Editor’s Note: The following letter was received by Signing for Something, including the name of the author, however, the author provided convincing evidence that his name should be withheld.
I am in a mixed marriage. I have had homosexual feelings and inclinations since I can remember. However, I believed with all my heart that the Church of Jesus Christ of Latter-day Saints was true. I believed that if Christ had the power to raise the dead and heal the sick then it would be possible for me to change. I believed that God wanted me to change.
I counselled with my Bishops, Stake President, seminary teacher, parents, Mission President and church counsellors. However, it never really changed the fact that I am gay. I was born this way. It is the only reality I remember. Yet, I believed that I needed to do certain things to return to live with my Heavenly Father. I believed that I had to marry and have a family. I believed that if I could not overcome this trial of life that I would be doomed for eternity, forever cut off from my loved ones and damned from any eternal progression. I just wanted to do what is right.
So, I married.
I am still married, and happily so. However, my wife knows that I am gay. Not that I have same sex attraction, not that I struggle with a heinous sin, but that I am gay. This has contributed to the happiness that I feel. However, this does not mean that our relationship is without hurt. It pains me to know of the agony I place my wife in almost every day. Someone recently asked me: “IF you know what you know now, would you have gotten married to a woman?” The real answer to this question is no. Had I known unquestionably that I was a gay and there was nothing I could do about it I would have pursued an intimate relationship with another man.
And, if this was all there was to it, I might be OK. But, I reproduced.

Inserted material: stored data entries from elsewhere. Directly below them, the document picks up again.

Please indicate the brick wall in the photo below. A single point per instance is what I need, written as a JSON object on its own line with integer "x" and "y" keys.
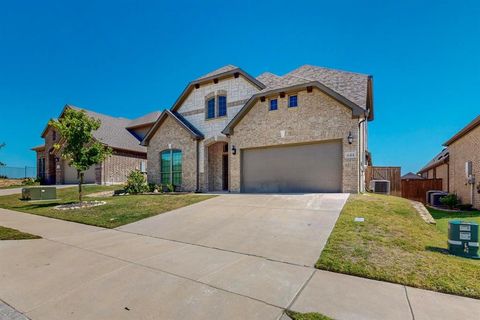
{"x": 465, "y": 149}
{"x": 318, "y": 117}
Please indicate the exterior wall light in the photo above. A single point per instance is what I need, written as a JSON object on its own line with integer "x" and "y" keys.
{"x": 350, "y": 138}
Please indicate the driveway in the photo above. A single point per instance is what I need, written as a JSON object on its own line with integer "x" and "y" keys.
{"x": 176, "y": 266}
{"x": 284, "y": 228}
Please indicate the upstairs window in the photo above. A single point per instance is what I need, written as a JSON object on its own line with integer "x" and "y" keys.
{"x": 222, "y": 106}
{"x": 273, "y": 104}
{"x": 211, "y": 108}
{"x": 292, "y": 101}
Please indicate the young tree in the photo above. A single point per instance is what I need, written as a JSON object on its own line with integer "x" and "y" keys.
{"x": 77, "y": 144}
{"x": 1, "y": 146}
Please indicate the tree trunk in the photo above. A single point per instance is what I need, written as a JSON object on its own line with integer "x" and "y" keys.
{"x": 80, "y": 182}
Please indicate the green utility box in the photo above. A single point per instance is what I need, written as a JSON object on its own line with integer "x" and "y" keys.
{"x": 463, "y": 239}
{"x": 39, "y": 193}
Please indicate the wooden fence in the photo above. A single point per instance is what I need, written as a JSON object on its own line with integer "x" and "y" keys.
{"x": 391, "y": 174}
{"x": 417, "y": 189}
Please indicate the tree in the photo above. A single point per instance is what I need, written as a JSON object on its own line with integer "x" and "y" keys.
{"x": 77, "y": 144}
{"x": 1, "y": 163}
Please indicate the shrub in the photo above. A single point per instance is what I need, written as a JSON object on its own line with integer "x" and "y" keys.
{"x": 29, "y": 182}
{"x": 136, "y": 183}
{"x": 465, "y": 207}
{"x": 451, "y": 200}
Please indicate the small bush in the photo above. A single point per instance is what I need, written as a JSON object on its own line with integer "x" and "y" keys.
{"x": 465, "y": 207}
{"x": 451, "y": 200}
{"x": 136, "y": 183}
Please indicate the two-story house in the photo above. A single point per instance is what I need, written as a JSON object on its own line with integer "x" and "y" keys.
{"x": 305, "y": 131}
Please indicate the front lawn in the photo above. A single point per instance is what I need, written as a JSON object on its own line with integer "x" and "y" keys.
{"x": 118, "y": 211}
{"x": 442, "y": 218}
{"x": 394, "y": 244}
{"x": 14, "y": 234}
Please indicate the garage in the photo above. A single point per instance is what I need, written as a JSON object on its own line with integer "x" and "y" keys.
{"x": 71, "y": 175}
{"x": 315, "y": 167}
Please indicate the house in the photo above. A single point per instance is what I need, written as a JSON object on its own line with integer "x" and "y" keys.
{"x": 438, "y": 168}
{"x": 464, "y": 163}
{"x": 121, "y": 134}
{"x": 305, "y": 131}
{"x": 412, "y": 176}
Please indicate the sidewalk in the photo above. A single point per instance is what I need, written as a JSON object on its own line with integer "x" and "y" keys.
{"x": 95, "y": 272}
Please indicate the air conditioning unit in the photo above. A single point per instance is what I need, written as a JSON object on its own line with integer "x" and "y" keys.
{"x": 380, "y": 186}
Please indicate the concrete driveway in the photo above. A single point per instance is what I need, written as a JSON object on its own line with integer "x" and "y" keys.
{"x": 284, "y": 228}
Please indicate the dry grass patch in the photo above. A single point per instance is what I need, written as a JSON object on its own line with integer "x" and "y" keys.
{"x": 394, "y": 244}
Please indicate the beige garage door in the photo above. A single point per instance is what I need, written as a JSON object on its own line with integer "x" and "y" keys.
{"x": 293, "y": 169}
{"x": 71, "y": 175}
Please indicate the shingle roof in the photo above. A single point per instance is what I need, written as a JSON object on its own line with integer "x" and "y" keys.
{"x": 411, "y": 176}
{"x": 469, "y": 127}
{"x": 113, "y": 132}
{"x": 352, "y": 86}
{"x": 146, "y": 119}
{"x": 439, "y": 159}
{"x": 221, "y": 70}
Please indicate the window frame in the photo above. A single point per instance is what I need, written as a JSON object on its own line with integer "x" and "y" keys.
{"x": 270, "y": 104}
{"x": 290, "y": 105}
{"x": 174, "y": 177}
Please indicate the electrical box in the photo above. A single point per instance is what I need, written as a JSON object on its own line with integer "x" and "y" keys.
{"x": 39, "y": 193}
{"x": 463, "y": 239}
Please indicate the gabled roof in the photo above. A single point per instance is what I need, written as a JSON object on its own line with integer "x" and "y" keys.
{"x": 472, "y": 125}
{"x": 411, "y": 176}
{"x": 194, "y": 132}
{"x": 112, "y": 132}
{"x": 221, "y": 73}
{"x": 439, "y": 159}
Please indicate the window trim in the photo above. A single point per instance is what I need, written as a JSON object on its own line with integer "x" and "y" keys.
{"x": 171, "y": 172}
{"x": 270, "y": 104}
{"x": 296, "y": 101}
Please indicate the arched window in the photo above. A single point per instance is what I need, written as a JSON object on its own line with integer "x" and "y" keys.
{"x": 171, "y": 167}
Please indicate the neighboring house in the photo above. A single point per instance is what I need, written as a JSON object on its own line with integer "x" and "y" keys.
{"x": 122, "y": 135}
{"x": 438, "y": 168}
{"x": 412, "y": 176}
{"x": 464, "y": 148}
{"x": 305, "y": 131}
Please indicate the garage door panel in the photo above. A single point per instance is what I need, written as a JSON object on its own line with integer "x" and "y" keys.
{"x": 299, "y": 168}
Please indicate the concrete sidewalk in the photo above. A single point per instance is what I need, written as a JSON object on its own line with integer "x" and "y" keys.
{"x": 85, "y": 272}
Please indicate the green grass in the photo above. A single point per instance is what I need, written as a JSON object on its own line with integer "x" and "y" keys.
{"x": 14, "y": 234}
{"x": 442, "y": 218}
{"x": 118, "y": 211}
{"x": 394, "y": 244}
{"x": 307, "y": 316}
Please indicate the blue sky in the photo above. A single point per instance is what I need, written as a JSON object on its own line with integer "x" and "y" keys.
{"x": 128, "y": 58}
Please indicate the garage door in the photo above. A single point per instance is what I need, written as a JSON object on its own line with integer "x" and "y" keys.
{"x": 293, "y": 169}
{"x": 71, "y": 175}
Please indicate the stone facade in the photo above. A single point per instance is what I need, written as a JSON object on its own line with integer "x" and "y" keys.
{"x": 170, "y": 135}
{"x": 317, "y": 118}
{"x": 462, "y": 150}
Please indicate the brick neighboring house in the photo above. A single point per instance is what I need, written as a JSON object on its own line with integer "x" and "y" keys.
{"x": 121, "y": 134}
{"x": 462, "y": 150}
{"x": 305, "y": 131}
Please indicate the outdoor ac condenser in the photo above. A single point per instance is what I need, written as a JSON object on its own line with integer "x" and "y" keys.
{"x": 380, "y": 186}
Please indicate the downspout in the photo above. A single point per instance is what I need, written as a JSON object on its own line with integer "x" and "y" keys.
{"x": 360, "y": 155}
{"x": 197, "y": 188}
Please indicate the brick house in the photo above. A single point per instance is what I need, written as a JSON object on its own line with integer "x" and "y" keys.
{"x": 121, "y": 134}
{"x": 460, "y": 165}
{"x": 305, "y": 131}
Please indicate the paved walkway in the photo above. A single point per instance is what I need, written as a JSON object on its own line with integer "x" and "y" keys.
{"x": 83, "y": 272}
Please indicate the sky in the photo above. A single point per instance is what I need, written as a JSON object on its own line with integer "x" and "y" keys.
{"x": 128, "y": 58}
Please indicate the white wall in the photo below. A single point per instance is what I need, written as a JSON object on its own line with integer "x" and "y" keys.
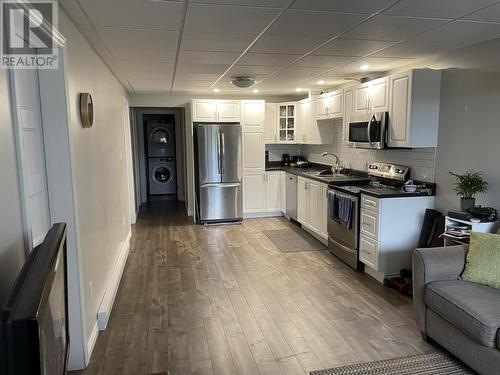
{"x": 12, "y": 253}
{"x": 469, "y": 133}
{"x": 99, "y": 166}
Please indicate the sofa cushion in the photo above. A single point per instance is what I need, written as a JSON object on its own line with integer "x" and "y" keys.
{"x": 472, "y": 308}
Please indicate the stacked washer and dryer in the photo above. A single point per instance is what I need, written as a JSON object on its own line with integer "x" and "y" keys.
{"x": 161, "y": 156}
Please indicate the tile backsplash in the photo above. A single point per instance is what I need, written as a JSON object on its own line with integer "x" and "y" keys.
{"x": 421, "y": 160}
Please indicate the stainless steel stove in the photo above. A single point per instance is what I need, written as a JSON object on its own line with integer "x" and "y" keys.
{"x": 344, "y": 206}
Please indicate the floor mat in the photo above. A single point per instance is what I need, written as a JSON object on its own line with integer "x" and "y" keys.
{"x": 430, "y": 363}
{"x": 293, "y": 240}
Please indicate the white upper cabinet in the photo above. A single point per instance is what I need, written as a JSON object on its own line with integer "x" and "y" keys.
{"x": 348, "y": 109}
{"x": 414, "y": 108}
{"x": 253, "y": 152}
{"x": 372, "y": 96}
{"x": 330, "y": 105}
{"x": 270, "y": 123}
{"x": 252, "y": 115}
{"x": 212, "y": 110}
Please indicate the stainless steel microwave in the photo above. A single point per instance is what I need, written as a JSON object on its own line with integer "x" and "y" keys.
{"x": 369, "y": 131}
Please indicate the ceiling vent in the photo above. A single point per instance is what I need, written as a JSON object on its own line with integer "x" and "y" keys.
{"x": 243, "y": 82}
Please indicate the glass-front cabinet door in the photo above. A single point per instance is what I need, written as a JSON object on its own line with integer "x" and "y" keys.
{"x": 286, "y": 122}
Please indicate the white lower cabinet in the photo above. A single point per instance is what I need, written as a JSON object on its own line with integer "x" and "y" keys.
{"x": 312, "y": 203}
{"x": 273, "y": 192}
{"x": 254, "y": 193}
{"x": 262, "y": 193}
{"x": 283, "y": 191}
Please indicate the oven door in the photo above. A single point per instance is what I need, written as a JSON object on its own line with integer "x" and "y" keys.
{"x": 336, "y": 230}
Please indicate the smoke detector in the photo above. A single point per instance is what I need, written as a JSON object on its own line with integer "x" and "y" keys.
{"x": 243, "y": 82}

My children are so much like me in many ways it is scary. I had to question myself: if I had to ask my children to suppress their natural sexual inclinations could I live with myself? I simply could not bear the idea that they would grow up trying to be themselves and I ask them to be something they are not. I don’t know if my children are gay, and it really doesn’t matter to me one way or the other.
Sometimes it seems easy to make decisions that so dramatically affect the equality of others because we don’t have to look into their faces and say that they are evil. How could I look into the faces of my children and tell them they couldn’t be with the person they loved? I really cannot imagine a loving Heavenly Father condemning His own creation.
The leaders of the Mormon Church dramatically and emphatically proclaim that they do not always speak for God. In fact, this apologetic is a must to explain away past mistakes. I know they are only speaking as men now, and this is not the will of God.
I’m glad that my children can grow up and marry whom they wish and hope that the people of California will not strip this right and freedom from their fellow citizens. I am disappointed that the Church would so vehemently oppose the creation of families and those who have been marginalized, isolated and spoken as a byword. We are your neighbours, your coworkers, your friends, your parents, your siblings and your children.